Curious humans have always been interested in heredity, pondering how children acquired the features of their parents. But scientists didn’t learn that DNA carried the hereditary information until the mid 20th Century. And we didn’t know the structure of DNA until 1953. And we didn’t know how the genetic information was conveyed within the DNA molecule for some years after that.
More recently, molecular geneticists have learned not only how to read the information carried by a DNA strand, but also how to edit or supplement it. These innovations allow development of a number of commercial products such as the aforementioned insulin and cheese.
When did DNA become so popular?
DNA is often in the news these days. But it wasn’t always so popular. A series of events in the mid-1990s thrust DNA into the spotlight.
Colin Pitchfork’s murder trial in the UK and O J Simpson’s murder trial in the USA sparked public interest in the forensic use of DNA.
Cloning of Dolly the sheep in Scotland raised the spectre of the technical feasibility of cloning humans, a science fiction nightmare.
Then came the appearance on our dinner plates of genetically engineered crops and foods, the fearsome genetically modified organisms, GMOs. All of these high-profile stories were based on the use — or perhaps abuse — of DNA.
The rocketing popularity of DNA is reflected in the rise of direct-to-consumer DNA testing. For a relatively small fee, several companies will conduct a DNA analysis from the cells in your cheek swab or spit sample. However, these DNA tests are not 100 per cent accurate.
We are all genetically closer to our fellow humans than we might realise. All humans share over 99.9 per cent of their DNA base sequence, so all of the genetic differences between you and your neighbour, or between a Kalahari bushman and a Laplander, are attributable to just 0.1 per cent of the respective DNA.
Even so, the differences, although small, can have dramatic consequences. Your DNA sequence determines your basic blood type (A, B, AB, or O), hair and eye colour, whether your earlobes dangle, and whether you can roll your tongue.
Less trivially, your DNA sequence makes you more (or, if you’re lucky, less) susceptible to certain types of cancer, heart disease, blindness, and over 200 other health-related conditions.
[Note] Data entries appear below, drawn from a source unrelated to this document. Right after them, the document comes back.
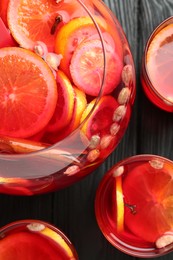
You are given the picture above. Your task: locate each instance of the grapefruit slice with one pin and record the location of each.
(101, 117)
(64, 108)
(3, 11)
(76, 31)
(6, 39)
(87, 68)
(28, 93)
(150, 191)
(79, 106)
(32, 21)
(159, 60)
(70, 36)
(35, 245)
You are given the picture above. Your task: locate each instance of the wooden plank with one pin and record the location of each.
(156, 135)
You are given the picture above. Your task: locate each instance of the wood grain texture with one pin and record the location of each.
(150, 131)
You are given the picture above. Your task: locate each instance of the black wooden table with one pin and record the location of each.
(150, 131)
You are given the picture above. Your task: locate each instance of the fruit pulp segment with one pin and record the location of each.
(58, 33)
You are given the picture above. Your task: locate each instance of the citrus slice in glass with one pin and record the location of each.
(87, 68)
(101, 117)
(28, 93)
(32, 21)
(80, 104)
(159, 61)
(44, 244)
(119, 196)
(150, 192)
(73, 33)
(65, 104)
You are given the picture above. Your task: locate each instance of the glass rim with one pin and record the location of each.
(145, 72)
(115, 241)
(53, 146)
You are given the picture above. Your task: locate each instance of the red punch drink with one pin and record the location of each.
(157, 66)
(29, 239)
(134, 206)
(67, 87)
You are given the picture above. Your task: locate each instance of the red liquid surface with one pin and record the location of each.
(81, 147)
(27, 241)
(157, 67)
(147, 190)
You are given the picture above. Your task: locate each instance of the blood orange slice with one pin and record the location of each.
(32, 21)
(101, 117)
(28, 93)
(65, 103)
(80, 104)
(87, 68)
(159, 61)
(150, 191)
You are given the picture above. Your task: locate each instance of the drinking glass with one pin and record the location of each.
(133, 206)
(156, 73)
(35, 239)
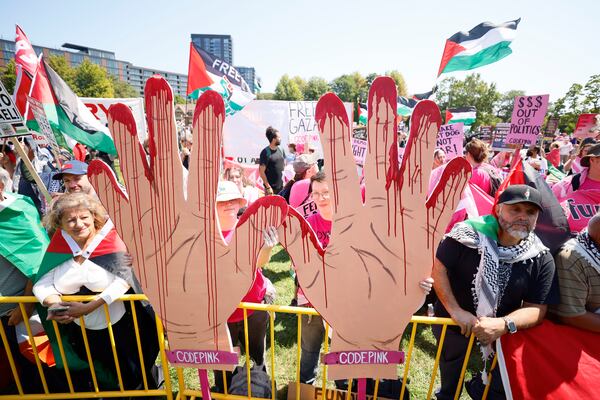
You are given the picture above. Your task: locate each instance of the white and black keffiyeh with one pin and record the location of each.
(586, 248)
(495, 267)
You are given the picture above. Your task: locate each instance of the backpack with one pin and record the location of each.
(259, 380)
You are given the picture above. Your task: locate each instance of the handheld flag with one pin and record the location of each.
(482, 45)
(207, 72)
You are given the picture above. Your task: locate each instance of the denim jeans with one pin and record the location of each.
(313, 332)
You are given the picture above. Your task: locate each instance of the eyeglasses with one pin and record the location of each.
(324, 195)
So, how does DNA information work?
The best metaphor illustrating the information storage function of DNA is the encyclopedia of recipes.
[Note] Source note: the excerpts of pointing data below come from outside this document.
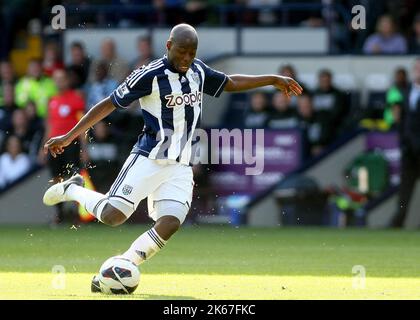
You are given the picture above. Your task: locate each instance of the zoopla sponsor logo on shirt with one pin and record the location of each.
(179, 100)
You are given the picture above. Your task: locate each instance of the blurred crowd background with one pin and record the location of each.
(30, 93)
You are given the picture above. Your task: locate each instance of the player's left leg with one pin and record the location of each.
(168, 206)
(171, 214)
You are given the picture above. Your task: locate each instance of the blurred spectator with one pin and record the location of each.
(145, 52)
(327, 100)
(196, 11)
(7, 107)
(103, 155)
(21, 128)
(257, 115)
(35, 87)
(118, 68)
(7, 73)
(79, 65)
(64, 110)
(410, 147)
(102, 87)
(13, 162)
(282, 115)
(52, 58)
(7, 78)
(36, 124)
(414, 41)
(395, 97)
(315, 125)
(170, 12)
(386, 40)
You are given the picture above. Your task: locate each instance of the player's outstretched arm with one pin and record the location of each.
(57, 144)
(238, 82)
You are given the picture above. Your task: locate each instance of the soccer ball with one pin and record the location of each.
(118, 276)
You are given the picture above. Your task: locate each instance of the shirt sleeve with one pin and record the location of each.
(214, 81)
(138, 84)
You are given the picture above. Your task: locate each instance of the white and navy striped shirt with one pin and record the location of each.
(171, 104)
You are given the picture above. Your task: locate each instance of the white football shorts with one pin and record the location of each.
(158, 180)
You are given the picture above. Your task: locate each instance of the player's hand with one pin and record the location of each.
(56, 145)
(289, 86)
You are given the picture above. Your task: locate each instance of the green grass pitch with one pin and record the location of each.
(216, 263)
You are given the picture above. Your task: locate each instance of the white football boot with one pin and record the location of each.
(57, 193)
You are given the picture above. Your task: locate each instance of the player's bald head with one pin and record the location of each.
(184, 34)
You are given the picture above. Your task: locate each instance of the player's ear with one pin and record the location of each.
(168, 44)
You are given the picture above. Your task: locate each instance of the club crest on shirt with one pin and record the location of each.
(196, 77)
(127, 190)
(122, 90)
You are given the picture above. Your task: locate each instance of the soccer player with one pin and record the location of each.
(170, 91)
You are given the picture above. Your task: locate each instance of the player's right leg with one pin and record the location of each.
(95, 203)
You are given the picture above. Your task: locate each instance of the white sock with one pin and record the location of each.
(93, 201)
(144, 247)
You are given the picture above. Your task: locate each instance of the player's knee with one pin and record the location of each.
(112, 216)
(168, 225)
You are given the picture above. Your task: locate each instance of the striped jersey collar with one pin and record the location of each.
(169, 66)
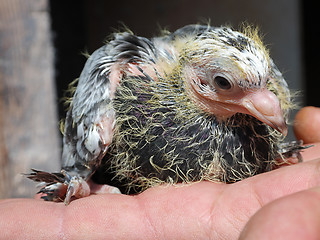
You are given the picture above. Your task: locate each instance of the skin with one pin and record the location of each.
(281, 204)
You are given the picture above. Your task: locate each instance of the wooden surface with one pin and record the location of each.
(28, 123)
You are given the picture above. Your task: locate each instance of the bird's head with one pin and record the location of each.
(228, 72)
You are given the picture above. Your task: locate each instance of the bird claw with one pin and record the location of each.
(60, 186)
(77, 187)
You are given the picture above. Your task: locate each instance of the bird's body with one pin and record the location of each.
(202, 103)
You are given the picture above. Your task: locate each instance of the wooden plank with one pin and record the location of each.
(29, 126)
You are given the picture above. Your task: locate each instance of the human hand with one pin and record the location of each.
(202, 210)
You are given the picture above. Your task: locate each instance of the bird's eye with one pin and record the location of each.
(222, 83)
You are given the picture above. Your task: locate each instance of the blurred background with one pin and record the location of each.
(41, 46)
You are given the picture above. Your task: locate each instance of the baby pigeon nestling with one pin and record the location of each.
(201, 103)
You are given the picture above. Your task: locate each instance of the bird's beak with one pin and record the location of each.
(265, 106)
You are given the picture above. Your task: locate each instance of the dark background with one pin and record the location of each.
(290, 27)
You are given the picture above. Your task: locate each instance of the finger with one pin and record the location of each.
(159, 213)
(196, 211)
(296, 216)
(307, 125)
(244, 198)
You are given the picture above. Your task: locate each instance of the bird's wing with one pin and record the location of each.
(90, 119)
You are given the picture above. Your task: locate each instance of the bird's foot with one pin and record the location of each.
(62, 186)
(290, 152)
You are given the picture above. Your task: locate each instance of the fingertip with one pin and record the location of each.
(307, 125)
Many people cherish their family recipe books handed down from ancestors. The “secret, family” recipes are sometimes supplemented or annotated, and then shared with children, generation after generation, thus perpetually preserving, albeit with minor changes, the family’s culinary tradition.
In principle, the full complement of genetic information in an organism — the genome — is no different. The genome uses DNA instead of paper to convey the family’s precious intellectual property. Our genome is like that multivolume family encyclopedia of recipes. A gene provides instructions and information to the cell, telling the cell to make specific proteins in specific tissues, at specific times, and under specific conditions.
Now, imagine your own family cookbook collection consisting of 23 volumes, with about 20,000 recipes in total, the approximate number of gene recipes in the human genome. We store most of our DNA in 23 pairs of chromosomes, for a total of 46 ‘volumes’ in each cell. Each chromosome consists of a long DNA chain, with each metaphorical recipe corresponding to a shorter segment of DNA along the chain.
What are some practical applications of DNA information?
As scientists continue to study and understand DNA, they continue to innovate and devise practical applications.
Police now use DNA to identify long forgotten cold cases. Genealogists use DNA to compile and confirm family trees dating back centuries. Historians use DNA to identify the fragmented remains of lost soldiers, from WWI infantry missing in action at Vimy Ridge to King Richard III under a car park in Leicester.
Doctors use new drugs and medical treatments, including those to combat cancer and the coronavirus, developed from molecular genetic manipulation. And fertility experts help infertile couples have biological children. Understanding DNA and how it functions leads to new technologies while simultaneously enhancing our fascination with the molecule of life.